Eingebaut wird eine solche kleine Pumpe in der Herzspitze. Sie zieht das Blut aus der linken Herzkammer und pumpt es durch einen Schlauch, der an die Hauptschlagader angeschlossen wird, in den Körper. Vor allem werden die Kunstherzen in die linke Herzkammer eingesetzt. Wenn auch eine Schwäche des rechten Herzens besteht, ist es auch möglich, auf beiden Seiten ein solches Kunstherz einzusetzen.
Allerdings muss die Energieversorgung für das Kunstherz immer noch von außen erfolgen, über ein dünnes Kabel, das durch die Bauchdecke nach außen geführt und an Akkus angeschlossen wird, mit denen der Patient sechs bis acht Stunden mobil ist, oder an eine Ladestation zu Hause. Diese Technik ist auch die Ursache für die Hauptkomplikation bei den Kunstherzen, die etwa bei jedem fünften Patienten auftritt: eine Infektion des Kabels. „Wenn es zu einer richtigen Kabelkomplikation gekommen ist, ist sie meist mit Antibiotika nicht heilbar. Dann kann man nur das Kunstherzsystem austauschen. Patienten mit einer solchen Infektion erhalten auch eine hohe Dringlichkeitsindikation auf der Transplantationsliste“, sagt der Herzchirurg. Eine weitere Komplikation, die aber nur in bis zu zehn Prozent auftritt, sind Blutungen und die Bildung von Blutgerinnseln. „Das entsteht dadurch, dass die Patienten, die mit diesen Kunstherzen versorgt werden, blutgerinnungshemmende Mittel einnehmen müssen.“ Deswegen sind Menschen, die an Störungen der Blutgerinnung leiden oder an Krankheiten, die mit einer erhöhten Blutungsneigung einhergehen, nicht für diese Therapie geeignet.
Für die Anwendung der Kunstherzen gibt es zwei große Gruppen: „Die eine Gruppe sind Patienten, bei denen mit der Maschine die Wartezeit bis zur Transplantation überbrückt wird“, sagt Reichenspurner.

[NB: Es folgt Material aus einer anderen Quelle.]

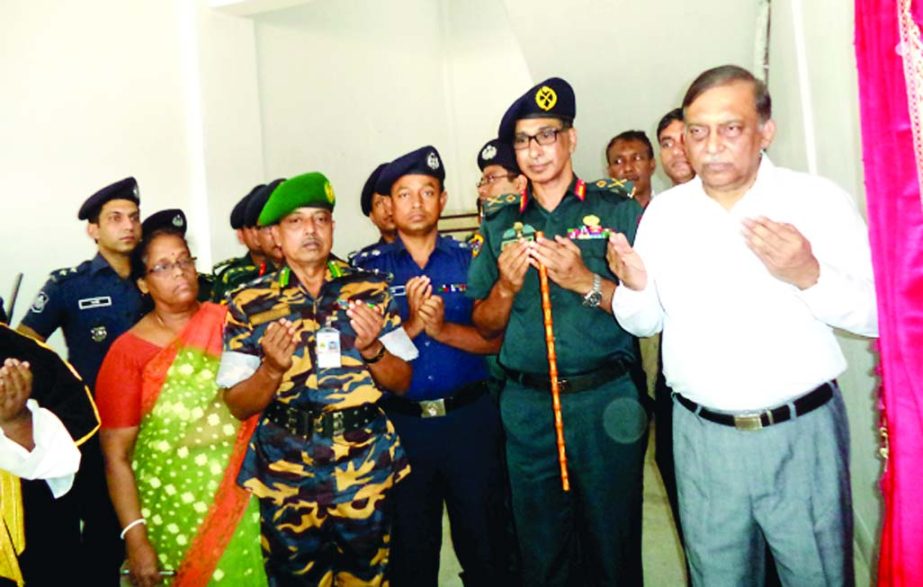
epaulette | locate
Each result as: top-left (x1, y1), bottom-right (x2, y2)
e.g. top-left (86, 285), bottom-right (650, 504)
top-left (212, 257), bottom-right (237, 275)
top-left (590, 177), bottom-right (635, 198)
top-left (48, 261), bottom-right (90, 283)
top-left (355, 267), bottom-right (394, 285)
top-left (218, 265), bottom-right (257, 283)
top-left (483, 194), bottom-right (522, 218)
top-left (224, 273), bottom-right (277, 301)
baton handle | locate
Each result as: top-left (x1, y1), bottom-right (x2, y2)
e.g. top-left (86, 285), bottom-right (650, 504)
top-left (535, 232), bottom-right (570, 492)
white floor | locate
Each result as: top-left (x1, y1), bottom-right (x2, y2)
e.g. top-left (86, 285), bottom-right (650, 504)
top-left (439, 429), bottom-right (872, 587)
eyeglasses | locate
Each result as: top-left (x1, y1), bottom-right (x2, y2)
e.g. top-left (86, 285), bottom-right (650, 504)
top-left (147, 257), bottom-right (196, 275)
top-left (478, 173), bottom-right (520, 188)
top-left (513, 128), bottom-right (564, 151)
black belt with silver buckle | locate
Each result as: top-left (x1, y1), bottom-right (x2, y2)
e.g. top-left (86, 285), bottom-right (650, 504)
top-left (263, 402), bottom-right (382, 438)
top-left (673, 381), bottom-right (833, 430)
top-left (503, 359), bottom-right (628, 393)
top-left (381, 381), bottom-right (487, 418)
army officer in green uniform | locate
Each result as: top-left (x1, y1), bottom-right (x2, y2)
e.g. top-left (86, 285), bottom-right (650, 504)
top-left (467, 78), bottom-right (647, 586)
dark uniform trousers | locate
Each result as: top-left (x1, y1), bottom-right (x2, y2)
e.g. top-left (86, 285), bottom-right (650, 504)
top-left (500, 374), bottom-right (647, 587)
top-left (386, 394), bottom-right (506, 587)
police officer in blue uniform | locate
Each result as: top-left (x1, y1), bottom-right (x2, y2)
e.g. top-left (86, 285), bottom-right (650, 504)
top-left (19, 177), bottom-right (142, 391)
top-left (346, 163), bottom-right (397, 261)
top-left (354, 146), bottom-right (504, 587)
top-left (18, 177), bottom-right (142, 586)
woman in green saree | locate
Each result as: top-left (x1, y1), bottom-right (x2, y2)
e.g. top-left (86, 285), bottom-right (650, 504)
top-left (96, 222), bottom-right (267, 587)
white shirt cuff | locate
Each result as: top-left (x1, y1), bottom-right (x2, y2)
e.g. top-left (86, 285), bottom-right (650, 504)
top-left (378, 328), bottom-right (420, 362)
top-left (215, 351), bottom-right (261, 389)
top-left (0, 399), bottom-right (80, 499)
top-left (612, 278), bottom-right (663, 336)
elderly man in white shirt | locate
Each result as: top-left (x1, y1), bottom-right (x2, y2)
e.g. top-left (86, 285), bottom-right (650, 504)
top-left (608, 66), bottom-right (878, 587)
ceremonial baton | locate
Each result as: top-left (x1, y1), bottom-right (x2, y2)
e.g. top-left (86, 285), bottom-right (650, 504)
top-left (535, 232), bottom-right (570, 491)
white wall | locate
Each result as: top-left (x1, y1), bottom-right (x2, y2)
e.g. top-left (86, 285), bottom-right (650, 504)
top-left (0, 0), bottom-right (190, 344)
top-left (256, 0), bottom-right (532, 254)
top-left (503, 0), bottom-right (757, 190)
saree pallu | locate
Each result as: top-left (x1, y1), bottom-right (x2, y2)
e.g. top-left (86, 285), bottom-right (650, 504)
top-left (132, 303), bottom-right (267, 587)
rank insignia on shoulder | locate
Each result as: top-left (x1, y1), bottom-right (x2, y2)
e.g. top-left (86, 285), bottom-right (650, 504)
top-left (90, 325), bottom-right (109, 342)
top-left (500, 222), bottom-right (535, 251)
top-left (567, 214), bottom-right (612, 240)
top-left (468, 231), bottom-right (484, 257)
top-left (593, 178), bottom-right (635, 198)
top-left (483, 194), bottom-right (522, 218)
top-left (31, 291), bottom-right (48, 314)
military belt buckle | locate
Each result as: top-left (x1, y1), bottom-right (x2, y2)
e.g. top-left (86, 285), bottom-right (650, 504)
top-left (420, 398), bottom-right (445, 418)
top-left (314, 410), bottom-right (346, 437)
top-left (734, 414), bottom-right (763, 430)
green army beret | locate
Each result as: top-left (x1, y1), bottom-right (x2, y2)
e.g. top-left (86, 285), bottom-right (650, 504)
top-left (258, 171), bottom-right (336, 226)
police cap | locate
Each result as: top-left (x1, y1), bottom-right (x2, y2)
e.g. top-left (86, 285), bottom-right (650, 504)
top-left (478, 139), bottom-right (520, 175)
top-left (375, 145), bottom-right (445, 194)
top-left (77, 177), bottom-right (141, 220)
top-left (231, 183), bottom-right (266, 230)
top-left (244, 177), bottom-right (285, 227)
top-left (141, 208), bottom-right (186, 236)
top-left (359, 163), bottom-right (391, 216)
top-left (497, 77), bottom-right (577, 144)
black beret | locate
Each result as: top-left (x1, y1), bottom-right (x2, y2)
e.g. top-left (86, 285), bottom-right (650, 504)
top-left (478, 139), bottom-right (520, 174)
top-left (141, 208), bottom-right (186, 236)
top-left (244, 177), bottom-right (285, 227)
top-left (375, 145), bottom-right (445, 194)
top-left (231, 183), bottom-right (266, 230)
top-left (497, 77), bottom-right (577, 144)
top-left (359, 163), bottom-right (391, 216)
top-left (77, 177), bottom-right (141, 220)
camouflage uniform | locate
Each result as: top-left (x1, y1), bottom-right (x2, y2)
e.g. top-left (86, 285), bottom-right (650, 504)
top-left (211, 253), bottom-right (266, 304)
top-left (224, 258), bottom-right (410, 585)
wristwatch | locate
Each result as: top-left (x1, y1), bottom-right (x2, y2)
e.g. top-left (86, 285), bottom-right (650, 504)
top-left (583, 274), bottom-right (603, 308)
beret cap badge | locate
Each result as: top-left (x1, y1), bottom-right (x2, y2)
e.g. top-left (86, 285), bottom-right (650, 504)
top-left (324, 181), bottom-right (336, 206)
top-left (535, 86), bottom-right (558, 112)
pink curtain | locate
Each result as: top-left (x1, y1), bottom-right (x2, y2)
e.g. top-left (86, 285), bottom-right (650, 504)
top-left (855, 0), bottom-right (923, 587)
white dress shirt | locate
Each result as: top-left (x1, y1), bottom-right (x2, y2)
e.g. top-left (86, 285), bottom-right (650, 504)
top-left (612, 155), bottom-right (878, 412)
top-left (0, 399), bottom-right (80, 499)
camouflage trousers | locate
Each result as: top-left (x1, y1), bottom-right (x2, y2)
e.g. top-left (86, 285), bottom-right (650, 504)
top-left (260, 495), bottom-right (391, 587)
top-left (243, 416), bottom-right (409, 587)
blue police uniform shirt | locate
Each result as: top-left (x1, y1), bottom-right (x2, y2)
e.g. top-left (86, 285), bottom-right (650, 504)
top-left (353, 236), bottom-right (488, 401)
top-left (346, 237), bottom-right (388, 265)
top-left (22, 254), bottom-right (143, 390)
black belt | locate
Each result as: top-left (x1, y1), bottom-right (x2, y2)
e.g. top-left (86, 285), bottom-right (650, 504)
top-left (503, 359), bottom-right (628, 393)
top-left (673, 381), bottom-right (833, 430)
top-left (263, 402), bottom-right (382, 438)
top-left (381, 381), bottom-right (487, 418)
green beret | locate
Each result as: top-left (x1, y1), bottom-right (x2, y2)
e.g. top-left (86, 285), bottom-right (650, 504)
top-left (257, 171), bottom-right (336, 226)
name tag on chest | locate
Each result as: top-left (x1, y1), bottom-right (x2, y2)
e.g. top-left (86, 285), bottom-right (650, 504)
top-left (77, 296), bottom-right (112, 310)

Die andere Möglichkeit, die Destinationstherapie, sei für Patienten gedacht, für die eine Transplantation nicht infrage kommt – zum Beispiel, wenn sie dafür zu alt sind, eine schwere Tumorerkrankung oder eine chronische Infektion haben.
Die Haltbarkeit der Pumpen ist unterschiedlich. „So kann es nötig sein, eine Pumpe schon nach einem Jahr auszutauschen. Wir haben aber auch Patienten, bei denen die Geräte schon seit drei bis vier Jahren problemlos funktionieren“, sagt der Herzchirurg.
Und die Entwicklung geht weiter. Wie Reichenspurner berichtet, waren die Kunstherzen ein Schwerpunktthema auf dem Kongress der internationalen Gesellschaft für Herz- und Lungentransplantation, der im April in Montreal stattfand. Dort wurde auch das neueste Gerät vorgestellt, das mit 2,5 Zentimetern nur noch halb so groß ist wie das Kunstherz, das zurzeit verwendet wird. Es soll nun in Studien erprobt werden.
Tatsache ist aber schon jetzt: Die Zahl der Implantationen von Kunstherzen ist in Deutschland seit 2004 ständig gestiegen und war 2012 fast dreimal so hoch wie die Zahl der Herztransplantationen. 2004 überwogen noch die Transplantationen.